Welcome to Monsoon-a-day.
Where I watch and review a movie a day. Or whenever I fucking feel like it.
The greatest barometer to chart a celebrities waning fame, is to judge it against whatever shitty product they’ve decided to slap their name onto. For every successful clothing and perfume line, there’s a million Pastamania’s and whatever the fuck David Carradine was drunkingly trying to hawk on infomercials at 3 o’clock in the morning.
The man is desperately trying to convince us this half of a hose will “unleash your chi” and “energize your brain.” Three things: 1. Carradine is not a doctor 2. Was never a martial artist, so I don’t he even knows what the fuck chi is and 3. It’s a small piece of hose that does nothing. It doesn’t even look cool when you move it around.
Carradine is far from the worst offender. Because no matter how crazy drunk he appears in the infomercial, he’s only crazy because of the drink. He has to get drunk to go to crazy town, athletes have a full time residency. With the exception of the absolutely fantastic George Forman grill (thank you again for giving it to me on Christmas aunt Becky. I swear I use it all the time. Just like my miniature popcorn machine from last year and the miniature rice cooker from the year before that. I definitely did not regift them immediately), every celebrity endorsed product by an athlete is fucking banana balls crazy.
Muhammad Ali had his name on roach traps, Joe Namath endorsed panty hose and Jimmy Johnson made an ExtenZe commercial so cringe worthy, your face almost collapses in on itself from the wincing.
And that’s just the commercials and adverts. Some are cocky/crazy enough to believe that, if America can handle 30 seconds of their face on tv, they can handle a 90 minute movie. That’s where a studio or produce would marry the two ideas into one believable package. Wrestlers are clearly action stars, basketball players can be in sports dramas but what about football players? They’re built like wrestlers but they have no acting training, so there’s no way they can pull a drama or comedy.
Kids film. Kids’ll eat any amount of shit you put in front of them as long as things are moving and there are at least three colors on screen at any given time. But writing a kids film is hard. You have to come up with an idea, and then write it and it’s a whole process. Isn’t there an easier way?
The answer is yes. There is an easier way. As long as you’re crazier than a fucking loon and could give two shits less about copyright infringement. All you need to do is take your favorite athlete, put them into your favorite film and voila! instant success.

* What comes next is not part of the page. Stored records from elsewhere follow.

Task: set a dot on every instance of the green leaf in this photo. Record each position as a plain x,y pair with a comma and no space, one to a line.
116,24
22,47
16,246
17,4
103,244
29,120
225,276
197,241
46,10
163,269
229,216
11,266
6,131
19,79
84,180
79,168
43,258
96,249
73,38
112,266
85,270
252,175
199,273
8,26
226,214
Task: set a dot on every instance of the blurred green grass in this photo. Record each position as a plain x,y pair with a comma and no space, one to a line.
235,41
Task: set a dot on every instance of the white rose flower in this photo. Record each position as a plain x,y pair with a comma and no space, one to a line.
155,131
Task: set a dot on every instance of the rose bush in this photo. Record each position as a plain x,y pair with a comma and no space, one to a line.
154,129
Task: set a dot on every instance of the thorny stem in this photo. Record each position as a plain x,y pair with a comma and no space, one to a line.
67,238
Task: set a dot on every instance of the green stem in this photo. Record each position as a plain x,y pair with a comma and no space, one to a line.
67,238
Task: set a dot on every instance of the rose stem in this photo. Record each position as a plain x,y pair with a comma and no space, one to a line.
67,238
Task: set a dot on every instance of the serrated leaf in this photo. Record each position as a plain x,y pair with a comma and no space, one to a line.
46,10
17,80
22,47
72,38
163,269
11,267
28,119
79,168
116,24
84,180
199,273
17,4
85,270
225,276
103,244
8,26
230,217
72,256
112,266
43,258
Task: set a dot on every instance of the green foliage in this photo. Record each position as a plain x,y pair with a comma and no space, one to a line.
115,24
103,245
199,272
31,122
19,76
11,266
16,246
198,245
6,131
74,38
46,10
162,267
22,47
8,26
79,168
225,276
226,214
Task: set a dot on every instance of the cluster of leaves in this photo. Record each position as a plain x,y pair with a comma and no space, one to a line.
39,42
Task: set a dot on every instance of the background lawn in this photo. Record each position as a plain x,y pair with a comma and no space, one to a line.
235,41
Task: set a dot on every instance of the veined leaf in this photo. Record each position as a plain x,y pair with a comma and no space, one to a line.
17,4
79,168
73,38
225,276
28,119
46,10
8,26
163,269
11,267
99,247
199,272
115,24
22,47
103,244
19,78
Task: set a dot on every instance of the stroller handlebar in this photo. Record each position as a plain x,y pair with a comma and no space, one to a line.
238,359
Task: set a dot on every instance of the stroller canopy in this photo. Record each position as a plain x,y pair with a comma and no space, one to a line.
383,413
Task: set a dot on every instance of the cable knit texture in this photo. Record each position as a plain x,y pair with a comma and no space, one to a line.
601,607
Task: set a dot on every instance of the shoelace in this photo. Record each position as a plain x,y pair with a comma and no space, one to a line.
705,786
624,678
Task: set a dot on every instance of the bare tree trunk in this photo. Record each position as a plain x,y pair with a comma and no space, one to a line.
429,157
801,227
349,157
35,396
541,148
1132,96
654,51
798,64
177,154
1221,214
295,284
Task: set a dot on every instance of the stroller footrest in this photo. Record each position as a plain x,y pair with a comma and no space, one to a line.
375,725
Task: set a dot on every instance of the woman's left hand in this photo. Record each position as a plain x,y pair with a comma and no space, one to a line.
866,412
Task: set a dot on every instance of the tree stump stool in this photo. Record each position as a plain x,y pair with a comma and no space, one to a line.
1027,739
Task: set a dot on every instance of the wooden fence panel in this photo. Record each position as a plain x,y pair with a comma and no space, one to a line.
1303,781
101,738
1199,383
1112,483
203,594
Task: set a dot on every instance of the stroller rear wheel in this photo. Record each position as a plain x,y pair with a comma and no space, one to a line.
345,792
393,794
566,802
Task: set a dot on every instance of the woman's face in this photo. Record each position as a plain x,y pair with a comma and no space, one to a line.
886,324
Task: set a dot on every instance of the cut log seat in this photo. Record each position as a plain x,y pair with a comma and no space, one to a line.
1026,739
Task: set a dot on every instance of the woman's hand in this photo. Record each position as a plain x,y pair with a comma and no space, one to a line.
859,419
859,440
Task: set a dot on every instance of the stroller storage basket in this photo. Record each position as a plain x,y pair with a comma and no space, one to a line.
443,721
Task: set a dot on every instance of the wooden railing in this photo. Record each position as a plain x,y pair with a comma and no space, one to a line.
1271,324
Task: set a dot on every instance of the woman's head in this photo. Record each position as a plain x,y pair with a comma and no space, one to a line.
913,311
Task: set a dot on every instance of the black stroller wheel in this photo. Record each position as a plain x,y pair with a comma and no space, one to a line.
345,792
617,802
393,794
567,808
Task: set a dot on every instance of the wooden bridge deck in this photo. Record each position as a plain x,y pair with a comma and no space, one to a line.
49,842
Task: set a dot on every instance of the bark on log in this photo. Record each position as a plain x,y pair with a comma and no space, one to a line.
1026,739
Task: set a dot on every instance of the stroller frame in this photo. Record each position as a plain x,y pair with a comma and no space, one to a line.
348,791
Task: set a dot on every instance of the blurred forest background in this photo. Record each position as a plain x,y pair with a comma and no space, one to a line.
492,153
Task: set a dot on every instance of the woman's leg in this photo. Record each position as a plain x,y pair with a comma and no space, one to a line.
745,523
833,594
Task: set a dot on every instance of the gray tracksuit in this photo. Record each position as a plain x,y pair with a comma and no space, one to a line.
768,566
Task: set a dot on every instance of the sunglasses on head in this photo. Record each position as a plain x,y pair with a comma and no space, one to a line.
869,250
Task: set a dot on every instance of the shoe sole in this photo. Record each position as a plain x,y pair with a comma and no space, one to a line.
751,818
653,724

For those of you that lead such incredibly interesting lives that you couldn’t spare 17 minutes to watch a short, you missed out on what is, for my money, the craziest thing a celebrity has ever put their name on.
Masters of the Gridiron is The Lord of the Rings cut down to 15 minutes and the fellowship is made up of football players. Oh and Saruman is played by Tiny Tim. There are also ninjas, a bear (which somebody wrestles) and a music video. It’s the kind of insane hodge podge of ideas William “The Refrigerator” Perry would come up with after his 87th concussion.
And it’s amazing.
Four years after that masterpiece, somebody decided it would be a great idea to roll the dice one more time. Going back to the aforementioned two rules of success, all we need is another film to rip off but which one?
It’s E.T. but with steroid injected meat puppets and a little person dressed up as an alien dog man.
Thank Christ for all of that sweet, sweet 80’s cocaine because there’s no fucking way on earth this would exist without it.
Bonus Entry: Doctor Death
This has nothing to do with crazy athletes. So there’s not much in the way of a usable segue (unless you count the football helmets everyone wears) but keeping in the tradition of ripping off Hollywood movies, Doctor Death is a group of 15 year olds doing their damnedest to create their own Mad Max. And it fucking works.